The Institute of Law has hosted international scientific conferences: "Current Problems of Justice and Ways to Solve Them" (2015),"Modern Trends in Criminal Science" (2016), "Actual Problems of Justice" (2018, 2019, 2020), and "Actual Problems of Justice: Juvenile Justice" (2021).

===Scientific Research Institute of Economic and Social Issues of Globalization===
The Research Institute of Economic and Social issues of Globalization was founded in 2016. The Faculty of Law, Education, Business and Technology of European University and the institute issue an international peer-reviewed scientific-practical journal "Globalization and Business", where articles are focused on the business and actual problems of innovative and technological processes of Georgia's and other countries' social-economic development under the modern conditions of globalization. The Institute cooperates with Ivane Javakhishvili Tbilisi State University and Saint Andrew the First-Called Georgian University of the Patriarchate of Georgia.

===Medical Research Institute===
Medical Research Institute of European University was founded in 2020 on the basis of the "National Center for Tuberculosis and Lung Diseases" (NCTBLD). 4 scientists are working in the Medical Research Institute, whose director is professor Zaza Avaliani. The institute publishes an international peer-reviewed journal, "Biomedical and Core Clinical Research Practice".

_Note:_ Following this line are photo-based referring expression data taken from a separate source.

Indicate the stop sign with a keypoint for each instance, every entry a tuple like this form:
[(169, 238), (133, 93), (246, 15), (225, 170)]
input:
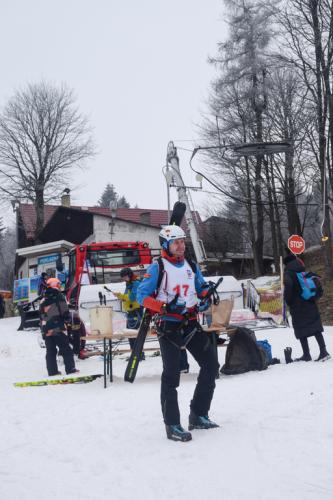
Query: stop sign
[(296, 244)]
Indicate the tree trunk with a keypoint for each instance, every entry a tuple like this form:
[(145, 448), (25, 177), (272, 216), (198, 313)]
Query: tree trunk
[(39, 208)]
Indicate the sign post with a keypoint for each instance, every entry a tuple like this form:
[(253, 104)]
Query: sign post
[(296, 244)]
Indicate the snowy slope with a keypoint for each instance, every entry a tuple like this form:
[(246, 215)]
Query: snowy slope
[(84, 442)]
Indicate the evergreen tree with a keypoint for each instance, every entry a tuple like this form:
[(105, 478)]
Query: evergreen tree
[(110, 195)]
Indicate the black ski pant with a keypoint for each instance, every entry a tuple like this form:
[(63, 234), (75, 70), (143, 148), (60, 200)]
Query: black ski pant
[(60, 341), (171, 339), (321, 343)]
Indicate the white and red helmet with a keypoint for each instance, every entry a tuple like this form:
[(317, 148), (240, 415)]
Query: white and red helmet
[(169, 234), (54, 283)]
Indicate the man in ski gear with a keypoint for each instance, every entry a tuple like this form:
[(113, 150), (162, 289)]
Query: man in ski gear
[(130, 306), (175, 304), (304, 313), (54, 314), (42, 284)]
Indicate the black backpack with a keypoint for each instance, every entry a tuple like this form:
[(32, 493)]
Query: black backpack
[(243, 353)]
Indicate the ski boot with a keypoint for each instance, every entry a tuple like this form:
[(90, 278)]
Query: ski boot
[(287, 355), (323, 356), (203, 422), (305, 357), (177, 433)]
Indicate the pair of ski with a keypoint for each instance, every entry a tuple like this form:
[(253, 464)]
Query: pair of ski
[(83, 379)]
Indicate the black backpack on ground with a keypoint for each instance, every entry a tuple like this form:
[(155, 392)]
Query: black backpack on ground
[(243, 353)]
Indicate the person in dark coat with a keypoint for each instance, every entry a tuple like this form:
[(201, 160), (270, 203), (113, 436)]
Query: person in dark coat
[(54, 315), (2, 306), (305, 315)]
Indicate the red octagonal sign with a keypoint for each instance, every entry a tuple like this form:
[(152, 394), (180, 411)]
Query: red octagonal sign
[(296, 244)]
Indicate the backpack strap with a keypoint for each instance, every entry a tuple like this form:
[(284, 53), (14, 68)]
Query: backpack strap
[(161, 270)]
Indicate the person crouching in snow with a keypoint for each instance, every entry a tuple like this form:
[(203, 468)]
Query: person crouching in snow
[(304, 313), (175, 301), (54, 314)]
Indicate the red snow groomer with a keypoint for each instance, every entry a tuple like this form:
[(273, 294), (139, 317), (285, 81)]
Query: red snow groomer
[(100, 263)]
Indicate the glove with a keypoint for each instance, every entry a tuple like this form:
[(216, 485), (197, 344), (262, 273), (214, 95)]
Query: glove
[(176, 306), (203, 305)]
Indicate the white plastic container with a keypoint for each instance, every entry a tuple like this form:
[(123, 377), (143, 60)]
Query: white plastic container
[(101, 320)]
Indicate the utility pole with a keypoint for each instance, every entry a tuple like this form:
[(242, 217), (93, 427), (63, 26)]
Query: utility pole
[(173, 164)]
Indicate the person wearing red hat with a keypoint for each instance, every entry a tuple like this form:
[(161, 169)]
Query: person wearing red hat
[(54, 314)]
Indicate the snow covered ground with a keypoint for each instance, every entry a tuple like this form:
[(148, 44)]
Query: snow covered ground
[(89, 443)]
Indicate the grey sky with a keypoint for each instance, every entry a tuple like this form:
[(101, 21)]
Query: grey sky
[(139, 70)]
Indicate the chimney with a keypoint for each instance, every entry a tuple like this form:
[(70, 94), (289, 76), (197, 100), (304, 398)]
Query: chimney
[(66, 198), (145, 218)]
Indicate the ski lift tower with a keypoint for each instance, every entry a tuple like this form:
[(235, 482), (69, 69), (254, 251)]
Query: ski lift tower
[(175, 175)]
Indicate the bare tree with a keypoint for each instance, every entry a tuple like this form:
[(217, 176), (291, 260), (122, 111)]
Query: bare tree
[(308, 46), (42, 137), (7, 258)]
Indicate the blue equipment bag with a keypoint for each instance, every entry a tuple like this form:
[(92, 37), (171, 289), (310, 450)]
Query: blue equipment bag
[(267, 348), (310, 285)]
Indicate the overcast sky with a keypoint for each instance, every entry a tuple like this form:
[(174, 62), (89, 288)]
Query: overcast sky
[(139, 70)]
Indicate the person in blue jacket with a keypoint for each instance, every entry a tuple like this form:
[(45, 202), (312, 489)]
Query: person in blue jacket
[(130, 305), (176, 299)]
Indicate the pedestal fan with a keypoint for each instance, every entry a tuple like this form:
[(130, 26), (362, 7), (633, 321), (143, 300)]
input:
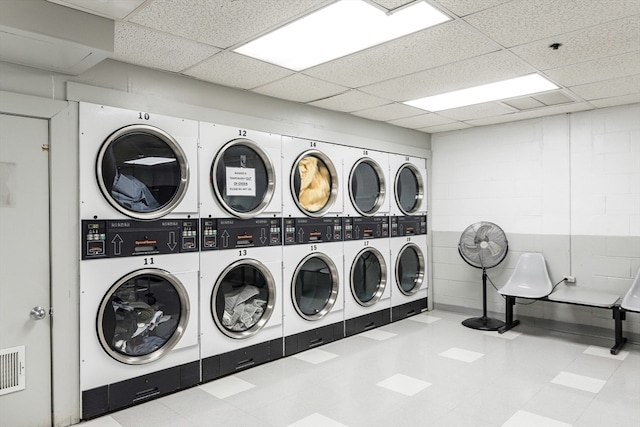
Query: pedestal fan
[(483, 245)]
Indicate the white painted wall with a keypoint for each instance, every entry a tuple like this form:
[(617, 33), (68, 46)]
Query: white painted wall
[(567, 186)]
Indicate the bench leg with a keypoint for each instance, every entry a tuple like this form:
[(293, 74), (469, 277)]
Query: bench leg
[(618, 317), (509, 323)]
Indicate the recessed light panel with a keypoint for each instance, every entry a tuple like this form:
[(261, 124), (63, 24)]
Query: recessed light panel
[(337, 30), (519, 86)]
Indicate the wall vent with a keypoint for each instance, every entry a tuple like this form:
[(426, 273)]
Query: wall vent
[(12, 370)]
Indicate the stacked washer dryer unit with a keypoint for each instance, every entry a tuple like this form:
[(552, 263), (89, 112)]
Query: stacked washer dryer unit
[(313, 260), (241, 249), (408, 237), (366, 241), (139, 257)]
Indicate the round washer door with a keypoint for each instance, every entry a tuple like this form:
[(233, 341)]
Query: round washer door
[(143, 316), (368, 277), (243, 298), (410, 267), (142, 171), (243, 178), (409, 189), (314, 287), (367, 186), (314, 183)]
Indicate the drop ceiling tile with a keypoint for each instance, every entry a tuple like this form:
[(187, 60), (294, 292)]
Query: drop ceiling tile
[(607, 89), (478, 111), (466, 7), (300, 88), (588, 44), (531, 114), (445, 128), (221, 23), (523, 21), (352, 100), (436, 46), (483, 69), (600, 69), (389, 112), (231, 69), (526, 103), (149, 48), (421, 121)]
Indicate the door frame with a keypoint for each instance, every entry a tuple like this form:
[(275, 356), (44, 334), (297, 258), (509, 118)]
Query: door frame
[(63, 253)]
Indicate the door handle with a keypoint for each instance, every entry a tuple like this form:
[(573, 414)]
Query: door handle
[(38, 313)]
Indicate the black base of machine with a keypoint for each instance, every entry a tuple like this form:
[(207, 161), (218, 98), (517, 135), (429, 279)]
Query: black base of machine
[(368, 321), (409, 309), (238, 360), (309, 339), (112, 397), (483, 323)]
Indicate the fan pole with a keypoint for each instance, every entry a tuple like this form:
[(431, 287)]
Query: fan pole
[(483, 323)]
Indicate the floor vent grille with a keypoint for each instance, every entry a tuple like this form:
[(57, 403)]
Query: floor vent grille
[(12, 370)]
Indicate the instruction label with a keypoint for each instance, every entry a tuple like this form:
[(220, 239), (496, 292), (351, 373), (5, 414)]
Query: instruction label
[(241, 181)]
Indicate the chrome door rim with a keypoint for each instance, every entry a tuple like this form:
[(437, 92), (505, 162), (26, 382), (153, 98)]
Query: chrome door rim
[(381, 186), (180, 157), (271, 178), (335, 284), (175, 337)]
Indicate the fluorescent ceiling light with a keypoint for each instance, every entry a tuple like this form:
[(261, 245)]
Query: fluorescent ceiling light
[(337, 30), (519, 86)]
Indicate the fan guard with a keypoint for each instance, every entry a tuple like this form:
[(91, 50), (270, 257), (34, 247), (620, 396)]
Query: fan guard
[(483, 245)]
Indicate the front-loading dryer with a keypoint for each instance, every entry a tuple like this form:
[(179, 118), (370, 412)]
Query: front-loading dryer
[(366, 272), (409, 188), (138, 312), (313, 170), (409, 279), (313, 287), (241, 295), (136, 164), (366, 177), (239, 173)]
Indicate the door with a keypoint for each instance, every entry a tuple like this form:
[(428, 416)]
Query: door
[(24, 272)]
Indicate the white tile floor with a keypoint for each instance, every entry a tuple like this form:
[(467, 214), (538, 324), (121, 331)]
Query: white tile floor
[(427, 370)]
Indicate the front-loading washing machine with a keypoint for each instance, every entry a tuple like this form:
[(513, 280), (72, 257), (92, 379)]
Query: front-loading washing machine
[(409, 279), (136, 164), (313, 170), (366, 177), (138, 312), (313, 287), (366, 271), (241, 295), (409, 186), (239, 173)]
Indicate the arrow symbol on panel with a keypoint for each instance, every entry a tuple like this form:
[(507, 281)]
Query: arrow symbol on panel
[(172, 241), (117, 244)]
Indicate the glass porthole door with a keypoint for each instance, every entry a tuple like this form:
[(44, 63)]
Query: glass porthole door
[(142, 171), (243, 178), (367, 186), (409, 189), (314, 183), (368, 277), (314, 287), (410, 268), (143, 316), (243, 298)]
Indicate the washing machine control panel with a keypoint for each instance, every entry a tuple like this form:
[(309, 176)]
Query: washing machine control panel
[(127, 238), (362, 228), (408, 225), (242, 233), (299, 231)]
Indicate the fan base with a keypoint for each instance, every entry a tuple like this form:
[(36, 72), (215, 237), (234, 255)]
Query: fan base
[(483, 323)]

===Andria Apakidze Institute of Archaeology===
Academician Andria Apakidze Institute of Archeology together with the Historical-Archaeological Museum of the European University publishes the scientific-research journal "Archaeology".

The Historical-Archaeological Museum of the university is responsible to the Rector and the purpose of the museum is to search for, purchase, protect, preserve, restore, conserve, exhibit, and popularize exhibits.

==Academic rankings==
Times Higher Education Impact Rankings ranked the European University 1001+ in the world in 2022. The European University is Georgia's only university listed in the Times Higher Education Impact Rankings 2022.

==Student life==
The European University futsal team was formed in 2016. On students' suggestion, the EU Choreographic Ensemble was founded in 2015. Since its establishment, the ensemble has performed 12 dances featuring contemporary choreographic features. In 2018, the EU girls' volleyball team was founded and in 2019, the EU foreign girls' basketball team was created.